AYAC's vision is for an Australia in which young people are informed, empowered, encouraged and supported to participate in their communities. This includes ensuring that:

- Young people who have experienced disadvantage can access programs, services, advice and support to reach their full potential
- Young people participate with energy and enthusiasm in public debate, decision making and political process, creating the change they want to see in Australia
- Young people are supported by a vibrant and well-resourced youth support sector that delivers relevant and meaningful programs and opportunities across Australia
- The Australian youth sector is recognised as leading the way in innovative and effective youth engagement and participation strategies
- The community truly values and welcomes the ideas, opinions and experiences of young people in all spheres of community life.

== Funding ==

In 1998, the Minister for Youth Affairs (the Hon David Kemp MP) announced that the Australian Government would not renew AYPAC's contract but would instead fund the National Youth Roundtable as a way to engage young people. This decision was widely criticised at the time, including by the then Shadow Minister for Youth Affairs (Senator Kate Lundy) who accused the Government of being "incapable of debating issues on an intellectual level, preferring to use the muzzle instead".

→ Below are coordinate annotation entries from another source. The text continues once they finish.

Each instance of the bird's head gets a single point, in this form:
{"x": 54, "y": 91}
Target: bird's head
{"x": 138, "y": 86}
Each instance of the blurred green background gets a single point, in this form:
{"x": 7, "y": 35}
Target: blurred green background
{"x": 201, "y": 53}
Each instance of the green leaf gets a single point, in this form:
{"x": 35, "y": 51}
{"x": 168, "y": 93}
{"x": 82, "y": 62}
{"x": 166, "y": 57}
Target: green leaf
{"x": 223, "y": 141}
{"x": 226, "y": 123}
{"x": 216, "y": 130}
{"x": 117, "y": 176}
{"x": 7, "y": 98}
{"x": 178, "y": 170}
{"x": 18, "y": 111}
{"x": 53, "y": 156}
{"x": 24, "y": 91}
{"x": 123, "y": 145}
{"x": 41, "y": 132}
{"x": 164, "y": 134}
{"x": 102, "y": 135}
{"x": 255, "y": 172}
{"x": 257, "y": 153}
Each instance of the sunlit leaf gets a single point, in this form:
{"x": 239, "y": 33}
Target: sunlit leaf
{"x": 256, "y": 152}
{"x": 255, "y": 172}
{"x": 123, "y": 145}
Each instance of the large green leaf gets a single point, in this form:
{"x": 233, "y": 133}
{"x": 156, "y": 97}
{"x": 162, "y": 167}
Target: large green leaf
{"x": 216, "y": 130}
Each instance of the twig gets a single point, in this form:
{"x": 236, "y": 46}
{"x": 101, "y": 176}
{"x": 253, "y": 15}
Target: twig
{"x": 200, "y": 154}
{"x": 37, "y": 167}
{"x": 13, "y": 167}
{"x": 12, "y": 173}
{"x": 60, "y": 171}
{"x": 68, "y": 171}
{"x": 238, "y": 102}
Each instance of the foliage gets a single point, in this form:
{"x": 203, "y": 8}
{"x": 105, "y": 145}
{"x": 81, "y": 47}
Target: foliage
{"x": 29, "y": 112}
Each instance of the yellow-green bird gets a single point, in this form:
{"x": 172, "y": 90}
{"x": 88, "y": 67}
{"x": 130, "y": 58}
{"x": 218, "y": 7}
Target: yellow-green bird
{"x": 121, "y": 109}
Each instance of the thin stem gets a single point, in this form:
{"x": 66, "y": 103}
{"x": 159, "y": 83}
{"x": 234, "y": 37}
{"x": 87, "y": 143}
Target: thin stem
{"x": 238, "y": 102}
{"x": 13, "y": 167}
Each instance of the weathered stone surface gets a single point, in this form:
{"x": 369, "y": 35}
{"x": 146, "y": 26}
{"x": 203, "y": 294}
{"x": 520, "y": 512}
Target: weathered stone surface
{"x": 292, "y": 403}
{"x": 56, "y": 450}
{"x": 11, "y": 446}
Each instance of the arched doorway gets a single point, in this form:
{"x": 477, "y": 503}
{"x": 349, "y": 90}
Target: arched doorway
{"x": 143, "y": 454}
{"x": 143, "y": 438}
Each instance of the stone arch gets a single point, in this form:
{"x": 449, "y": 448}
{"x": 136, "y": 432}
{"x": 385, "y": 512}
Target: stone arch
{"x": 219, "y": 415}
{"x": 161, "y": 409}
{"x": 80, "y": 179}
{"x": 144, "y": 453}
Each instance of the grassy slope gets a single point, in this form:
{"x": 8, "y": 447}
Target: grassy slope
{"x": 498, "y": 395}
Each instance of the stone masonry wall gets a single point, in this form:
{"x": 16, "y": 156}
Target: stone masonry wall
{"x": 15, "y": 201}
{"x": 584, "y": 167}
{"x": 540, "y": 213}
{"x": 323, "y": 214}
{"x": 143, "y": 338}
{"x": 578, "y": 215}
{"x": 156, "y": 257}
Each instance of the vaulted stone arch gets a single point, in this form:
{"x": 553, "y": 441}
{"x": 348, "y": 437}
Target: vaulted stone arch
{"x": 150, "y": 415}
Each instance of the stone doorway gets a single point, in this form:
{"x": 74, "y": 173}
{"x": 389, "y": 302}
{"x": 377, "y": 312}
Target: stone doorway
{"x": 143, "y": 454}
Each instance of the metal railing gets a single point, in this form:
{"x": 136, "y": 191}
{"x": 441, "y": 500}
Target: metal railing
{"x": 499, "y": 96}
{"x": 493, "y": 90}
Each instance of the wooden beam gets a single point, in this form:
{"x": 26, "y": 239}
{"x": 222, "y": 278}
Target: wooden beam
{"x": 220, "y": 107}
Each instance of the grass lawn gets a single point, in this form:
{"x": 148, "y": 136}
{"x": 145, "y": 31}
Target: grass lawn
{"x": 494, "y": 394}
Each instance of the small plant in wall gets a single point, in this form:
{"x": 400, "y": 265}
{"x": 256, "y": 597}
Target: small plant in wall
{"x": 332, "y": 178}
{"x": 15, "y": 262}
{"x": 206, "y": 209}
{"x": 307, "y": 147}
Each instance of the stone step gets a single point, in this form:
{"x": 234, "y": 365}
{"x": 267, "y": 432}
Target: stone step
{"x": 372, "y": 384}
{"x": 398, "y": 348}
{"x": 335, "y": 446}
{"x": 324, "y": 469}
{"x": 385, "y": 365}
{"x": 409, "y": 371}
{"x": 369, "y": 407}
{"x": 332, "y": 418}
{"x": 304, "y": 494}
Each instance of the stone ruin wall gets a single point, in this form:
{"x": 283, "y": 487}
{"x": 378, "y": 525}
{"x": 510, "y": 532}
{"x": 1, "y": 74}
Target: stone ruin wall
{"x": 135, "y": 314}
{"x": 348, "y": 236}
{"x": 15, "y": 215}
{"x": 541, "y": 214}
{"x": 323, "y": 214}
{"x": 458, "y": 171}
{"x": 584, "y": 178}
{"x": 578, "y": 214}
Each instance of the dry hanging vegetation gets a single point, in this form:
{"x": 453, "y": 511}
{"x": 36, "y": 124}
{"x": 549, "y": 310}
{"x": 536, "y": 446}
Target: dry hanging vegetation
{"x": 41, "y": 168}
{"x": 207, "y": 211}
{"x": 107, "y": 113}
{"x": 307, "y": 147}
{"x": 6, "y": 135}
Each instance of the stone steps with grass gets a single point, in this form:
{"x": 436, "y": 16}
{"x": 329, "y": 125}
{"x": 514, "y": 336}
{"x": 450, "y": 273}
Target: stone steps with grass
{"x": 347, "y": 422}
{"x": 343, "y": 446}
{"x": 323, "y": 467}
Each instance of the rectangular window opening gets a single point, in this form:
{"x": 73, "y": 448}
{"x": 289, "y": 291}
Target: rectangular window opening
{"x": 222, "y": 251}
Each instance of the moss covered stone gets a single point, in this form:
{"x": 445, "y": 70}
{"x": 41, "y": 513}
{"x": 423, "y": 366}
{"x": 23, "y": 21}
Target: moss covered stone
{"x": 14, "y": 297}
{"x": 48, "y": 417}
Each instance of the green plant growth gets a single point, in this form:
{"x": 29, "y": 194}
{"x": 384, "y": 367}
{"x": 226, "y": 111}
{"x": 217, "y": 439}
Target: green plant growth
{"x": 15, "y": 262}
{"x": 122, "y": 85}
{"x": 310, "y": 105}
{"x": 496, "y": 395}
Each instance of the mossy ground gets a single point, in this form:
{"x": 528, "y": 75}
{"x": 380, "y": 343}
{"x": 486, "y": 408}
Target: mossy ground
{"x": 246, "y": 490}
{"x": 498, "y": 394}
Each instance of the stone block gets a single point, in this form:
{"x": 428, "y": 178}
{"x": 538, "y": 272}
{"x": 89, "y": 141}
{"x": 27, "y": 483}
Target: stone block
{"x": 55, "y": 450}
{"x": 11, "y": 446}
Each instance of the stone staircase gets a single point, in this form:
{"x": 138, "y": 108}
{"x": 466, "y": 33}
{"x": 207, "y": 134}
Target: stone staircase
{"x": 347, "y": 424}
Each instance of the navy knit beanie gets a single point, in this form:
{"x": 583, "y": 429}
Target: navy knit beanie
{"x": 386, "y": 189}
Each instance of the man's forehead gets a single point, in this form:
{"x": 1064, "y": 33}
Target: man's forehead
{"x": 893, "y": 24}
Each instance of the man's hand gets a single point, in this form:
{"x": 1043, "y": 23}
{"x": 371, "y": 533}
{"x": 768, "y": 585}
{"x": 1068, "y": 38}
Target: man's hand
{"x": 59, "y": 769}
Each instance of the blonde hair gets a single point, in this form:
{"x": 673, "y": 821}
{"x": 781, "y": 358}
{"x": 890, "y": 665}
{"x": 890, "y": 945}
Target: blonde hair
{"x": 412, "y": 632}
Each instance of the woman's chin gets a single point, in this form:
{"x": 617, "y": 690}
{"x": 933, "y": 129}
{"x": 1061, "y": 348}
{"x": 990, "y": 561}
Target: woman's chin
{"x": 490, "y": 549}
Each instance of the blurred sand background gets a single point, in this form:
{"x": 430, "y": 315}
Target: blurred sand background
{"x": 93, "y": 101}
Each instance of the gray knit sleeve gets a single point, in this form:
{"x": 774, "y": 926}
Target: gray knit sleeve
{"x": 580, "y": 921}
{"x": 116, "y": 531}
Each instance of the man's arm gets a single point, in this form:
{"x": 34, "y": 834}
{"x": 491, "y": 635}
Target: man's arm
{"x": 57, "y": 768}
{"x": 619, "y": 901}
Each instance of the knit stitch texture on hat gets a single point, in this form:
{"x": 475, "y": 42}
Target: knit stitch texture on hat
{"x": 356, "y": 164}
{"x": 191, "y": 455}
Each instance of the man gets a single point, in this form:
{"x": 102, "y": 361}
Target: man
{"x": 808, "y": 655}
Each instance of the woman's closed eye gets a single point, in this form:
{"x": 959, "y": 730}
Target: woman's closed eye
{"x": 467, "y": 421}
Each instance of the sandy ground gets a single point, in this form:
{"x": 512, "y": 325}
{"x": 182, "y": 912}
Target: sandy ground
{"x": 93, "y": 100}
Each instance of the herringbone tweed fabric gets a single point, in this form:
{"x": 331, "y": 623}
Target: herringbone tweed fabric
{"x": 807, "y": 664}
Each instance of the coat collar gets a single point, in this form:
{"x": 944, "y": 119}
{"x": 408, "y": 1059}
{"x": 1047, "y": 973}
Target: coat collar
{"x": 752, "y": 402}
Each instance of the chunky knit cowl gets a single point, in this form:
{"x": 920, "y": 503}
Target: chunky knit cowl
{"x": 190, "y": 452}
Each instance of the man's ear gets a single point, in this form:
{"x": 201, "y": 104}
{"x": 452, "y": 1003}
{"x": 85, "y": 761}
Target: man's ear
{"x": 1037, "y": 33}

In May 2007, the then Shadow Minister for Youth (Tanya Plibersek MP) announced that the ALP would establish a national peak body for youth if elected to government. Once elected to Government at the 2007 Federal Election, the ALP Government funded an initiative in their 2008-09 Budget which was launched in October 2008. At this launch, the Minister for Youth (Kate Ellis MP) announced that AYAC would be funded to the value of $400,000 per year as the peak body for youth affairs in Australia. At the time, the Minister identified AYAC's role as "an independent voice and advocate of young people and the youth sector". The funding was subsequently withdrawn in the Abbott government's first budget.

In 2020, the Morrison government announced that $150,000 would be allocated to AYAC to boost its efforts to underline the issues affecting young people and to encourage wider participation.

== Governance ==
AYAC is governed by a Board of Directors including young people, and representatives from the youth sector across Australia. The work of AYAC is undertaken by a paid executive staff.